Égalité Santé en Français ne lâche pas le morceau et est sur le point de contester la privatisation de la gestion du Programme extra-mural devant les tribunaux.

Le gouvernement libéral de Brian Gallant a annoncé le mois dernier qu’il confiera ce pan du système public de soins de santé au secteur privé. L’extra-mural passera bientôt des mains du Réseau de santé Vitalité au groupe sans but lucratif Medavie, basé à Moncton.

Comme bon nombre d’autres groupes et associations de la société civile acadienne, le regroupement Égalité Santé en Français (ÉSF) s’y oppose. Il s’apprête d’ailleurs à passer de la parole aux actes.

Son président, le Dr Hubert Dupuis, affirme qu’ÉSF et ses avocats – les Ontariens Ronald Caza et Gabriel Poliquin – mettent présentement les touches finales à une requête en révision judiciaire pour mettre des bâtons dans les roues du gouvernement provincial.

«Il y a des gens qui font des injonctions. Nous, on ne va pas aller dans la direction de l’injonction, on va aller dans la direction de la révision judiciaire. Ça, c’est un juge qui décide, en regardant la loi, si le ministre a le droit de prendre cette décision-là», dit-il en entrevue avec l’Acadie Nouvelle.

Il affirme avoir lancé un avertissement au gouvernement provincial il y a quelques mois, en février. Il l’a fait à nouveau peu avant qu’il l’annonce du transfert de la gestion du Programme extra-mural, dit-il.
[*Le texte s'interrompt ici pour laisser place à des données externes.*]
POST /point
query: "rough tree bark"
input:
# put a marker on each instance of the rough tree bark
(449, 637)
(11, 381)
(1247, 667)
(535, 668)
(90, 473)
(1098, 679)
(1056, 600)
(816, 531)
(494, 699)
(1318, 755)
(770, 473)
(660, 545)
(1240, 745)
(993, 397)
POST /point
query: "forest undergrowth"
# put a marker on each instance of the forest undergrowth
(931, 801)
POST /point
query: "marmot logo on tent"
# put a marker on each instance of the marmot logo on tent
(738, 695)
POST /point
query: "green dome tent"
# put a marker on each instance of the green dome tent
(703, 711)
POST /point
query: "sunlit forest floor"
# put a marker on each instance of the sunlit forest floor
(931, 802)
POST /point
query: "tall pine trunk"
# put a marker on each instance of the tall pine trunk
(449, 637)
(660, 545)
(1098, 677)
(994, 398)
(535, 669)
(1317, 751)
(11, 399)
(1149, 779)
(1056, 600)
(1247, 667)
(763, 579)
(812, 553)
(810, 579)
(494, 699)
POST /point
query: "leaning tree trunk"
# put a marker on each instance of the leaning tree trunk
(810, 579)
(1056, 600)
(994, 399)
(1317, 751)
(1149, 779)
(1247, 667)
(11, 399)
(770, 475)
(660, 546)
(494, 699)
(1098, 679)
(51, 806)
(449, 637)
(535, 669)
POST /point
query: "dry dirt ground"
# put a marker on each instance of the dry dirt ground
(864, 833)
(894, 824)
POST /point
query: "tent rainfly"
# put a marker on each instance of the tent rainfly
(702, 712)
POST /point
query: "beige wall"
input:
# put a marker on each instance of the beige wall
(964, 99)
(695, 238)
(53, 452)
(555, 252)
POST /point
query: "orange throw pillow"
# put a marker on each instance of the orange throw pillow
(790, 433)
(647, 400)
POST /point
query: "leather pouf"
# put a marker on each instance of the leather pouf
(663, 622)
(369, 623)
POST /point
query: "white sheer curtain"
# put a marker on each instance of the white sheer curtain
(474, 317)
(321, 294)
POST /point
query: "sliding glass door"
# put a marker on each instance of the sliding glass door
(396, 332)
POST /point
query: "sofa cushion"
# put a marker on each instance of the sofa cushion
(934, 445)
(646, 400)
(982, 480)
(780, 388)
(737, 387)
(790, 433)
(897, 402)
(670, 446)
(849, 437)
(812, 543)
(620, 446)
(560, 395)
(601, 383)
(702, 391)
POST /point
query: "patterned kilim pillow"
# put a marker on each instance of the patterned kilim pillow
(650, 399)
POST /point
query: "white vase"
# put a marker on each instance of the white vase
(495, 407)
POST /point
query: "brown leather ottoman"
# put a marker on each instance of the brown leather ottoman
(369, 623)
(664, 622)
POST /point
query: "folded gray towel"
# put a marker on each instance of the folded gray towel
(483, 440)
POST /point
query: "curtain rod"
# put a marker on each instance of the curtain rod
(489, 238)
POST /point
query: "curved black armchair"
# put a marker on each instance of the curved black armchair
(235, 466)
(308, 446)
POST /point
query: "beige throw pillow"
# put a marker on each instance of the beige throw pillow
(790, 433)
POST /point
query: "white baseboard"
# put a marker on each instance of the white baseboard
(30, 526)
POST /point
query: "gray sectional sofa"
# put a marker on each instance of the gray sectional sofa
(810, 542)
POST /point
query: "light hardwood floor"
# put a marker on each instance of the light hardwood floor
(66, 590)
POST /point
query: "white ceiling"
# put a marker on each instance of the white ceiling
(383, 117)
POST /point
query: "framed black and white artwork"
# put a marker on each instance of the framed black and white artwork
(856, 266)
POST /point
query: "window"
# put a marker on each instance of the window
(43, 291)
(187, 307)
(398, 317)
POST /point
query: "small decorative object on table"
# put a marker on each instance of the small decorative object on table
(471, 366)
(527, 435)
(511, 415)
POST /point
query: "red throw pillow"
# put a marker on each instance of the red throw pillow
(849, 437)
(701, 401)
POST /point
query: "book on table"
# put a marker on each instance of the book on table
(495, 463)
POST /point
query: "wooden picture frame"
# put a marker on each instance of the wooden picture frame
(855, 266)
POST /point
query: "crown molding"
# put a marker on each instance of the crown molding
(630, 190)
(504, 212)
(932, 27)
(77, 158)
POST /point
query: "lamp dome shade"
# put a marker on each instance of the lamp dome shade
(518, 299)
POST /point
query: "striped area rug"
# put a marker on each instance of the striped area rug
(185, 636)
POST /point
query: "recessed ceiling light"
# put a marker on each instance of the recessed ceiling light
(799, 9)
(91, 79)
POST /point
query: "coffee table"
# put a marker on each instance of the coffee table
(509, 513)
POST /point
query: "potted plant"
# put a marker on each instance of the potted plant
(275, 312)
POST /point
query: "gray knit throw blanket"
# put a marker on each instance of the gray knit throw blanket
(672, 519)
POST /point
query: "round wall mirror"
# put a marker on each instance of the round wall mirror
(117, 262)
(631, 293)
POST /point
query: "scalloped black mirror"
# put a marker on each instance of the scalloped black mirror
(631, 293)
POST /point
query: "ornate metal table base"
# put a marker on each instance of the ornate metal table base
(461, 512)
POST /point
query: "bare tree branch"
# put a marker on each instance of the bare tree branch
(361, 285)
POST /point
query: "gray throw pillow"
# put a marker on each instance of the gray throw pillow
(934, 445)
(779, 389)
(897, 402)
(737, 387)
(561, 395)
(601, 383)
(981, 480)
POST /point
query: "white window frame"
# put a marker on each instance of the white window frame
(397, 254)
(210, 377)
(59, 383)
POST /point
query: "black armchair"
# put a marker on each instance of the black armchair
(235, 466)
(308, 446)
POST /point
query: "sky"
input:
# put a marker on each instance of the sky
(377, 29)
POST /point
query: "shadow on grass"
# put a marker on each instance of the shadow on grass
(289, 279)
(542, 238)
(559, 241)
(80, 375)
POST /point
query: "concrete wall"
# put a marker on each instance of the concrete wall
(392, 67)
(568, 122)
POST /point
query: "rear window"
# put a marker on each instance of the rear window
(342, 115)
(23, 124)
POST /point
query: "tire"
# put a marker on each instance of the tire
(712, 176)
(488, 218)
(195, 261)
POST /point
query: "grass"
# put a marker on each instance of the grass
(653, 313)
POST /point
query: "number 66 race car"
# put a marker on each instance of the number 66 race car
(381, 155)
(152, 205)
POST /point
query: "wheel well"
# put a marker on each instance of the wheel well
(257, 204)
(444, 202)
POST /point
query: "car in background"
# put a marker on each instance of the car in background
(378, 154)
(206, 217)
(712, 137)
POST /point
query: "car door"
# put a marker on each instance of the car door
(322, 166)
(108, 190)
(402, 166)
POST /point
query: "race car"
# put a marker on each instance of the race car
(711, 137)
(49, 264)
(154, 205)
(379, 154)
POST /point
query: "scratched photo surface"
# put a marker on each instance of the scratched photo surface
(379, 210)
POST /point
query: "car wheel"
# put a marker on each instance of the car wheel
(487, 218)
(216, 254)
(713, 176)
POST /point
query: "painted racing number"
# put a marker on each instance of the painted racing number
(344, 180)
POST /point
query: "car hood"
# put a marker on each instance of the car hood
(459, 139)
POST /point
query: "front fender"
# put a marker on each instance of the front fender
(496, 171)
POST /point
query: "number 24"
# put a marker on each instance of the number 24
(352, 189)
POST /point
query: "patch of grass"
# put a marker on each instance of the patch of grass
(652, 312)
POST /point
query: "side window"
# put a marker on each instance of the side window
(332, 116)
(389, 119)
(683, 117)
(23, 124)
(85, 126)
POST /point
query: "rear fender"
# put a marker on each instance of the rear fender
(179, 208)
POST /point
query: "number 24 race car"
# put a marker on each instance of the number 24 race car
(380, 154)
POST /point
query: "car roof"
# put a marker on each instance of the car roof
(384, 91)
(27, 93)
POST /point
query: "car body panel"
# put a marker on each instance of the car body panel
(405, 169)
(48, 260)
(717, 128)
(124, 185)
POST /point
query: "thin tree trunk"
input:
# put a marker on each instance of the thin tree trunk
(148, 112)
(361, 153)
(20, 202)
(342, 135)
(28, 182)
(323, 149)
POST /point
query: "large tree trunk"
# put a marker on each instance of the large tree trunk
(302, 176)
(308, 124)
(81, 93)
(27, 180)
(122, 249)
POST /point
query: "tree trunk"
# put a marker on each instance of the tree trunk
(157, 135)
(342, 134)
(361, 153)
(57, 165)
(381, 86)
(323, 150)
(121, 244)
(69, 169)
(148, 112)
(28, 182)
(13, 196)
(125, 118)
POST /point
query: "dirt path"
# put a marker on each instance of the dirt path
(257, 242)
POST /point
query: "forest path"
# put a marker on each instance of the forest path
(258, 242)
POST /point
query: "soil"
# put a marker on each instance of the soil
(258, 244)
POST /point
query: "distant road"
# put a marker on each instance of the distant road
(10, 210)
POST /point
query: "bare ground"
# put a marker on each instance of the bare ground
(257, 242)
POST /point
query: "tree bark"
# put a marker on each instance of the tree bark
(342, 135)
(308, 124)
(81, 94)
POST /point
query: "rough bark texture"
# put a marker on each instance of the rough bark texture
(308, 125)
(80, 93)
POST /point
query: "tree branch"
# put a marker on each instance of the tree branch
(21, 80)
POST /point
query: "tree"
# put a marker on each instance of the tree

«Quand on a su que l’annonce de la privatisation du programme extra-mural allait arriver, on les a ravisés à la fin août pour leur dire que “si vous faîtes ça, on va contester cette décision spécifiquement.”»

Comme on le sait maintenant, ces coups de semonce n’ont pas eu l’effet escompté.

Me Gabriel Poliquin affirme par courriel que la requête va être déposée à Moncton en Cour du Banc de la Reine. Il ajoute qu’il ne compte pas emprunter la voie constitutionnelle. Il évoquera plutôt des lois provinciales.

«Nous ne demandons pas à la cour de se prononcer sur la constitutionnalité de cette décision. M. Verge (Jacques Verge, le secrétaire d’ÉSF: NDLR) et Égalité Santé prennent la position que la loi du Nouveau-Brunswick n’habilite pas le ministre à prendre une telle décision.»

En plus de préparer cette action, Égalité Santé en Français continue de mener sa lutte sur un autre front. Le regroupement a intenté plus tôt cette année une action judiciaire contre le gouvernement provincial pour contrecarrer la privatisation de nombreux services et pour assurer que les francophones aient la pleine gestion de leur régie de santé.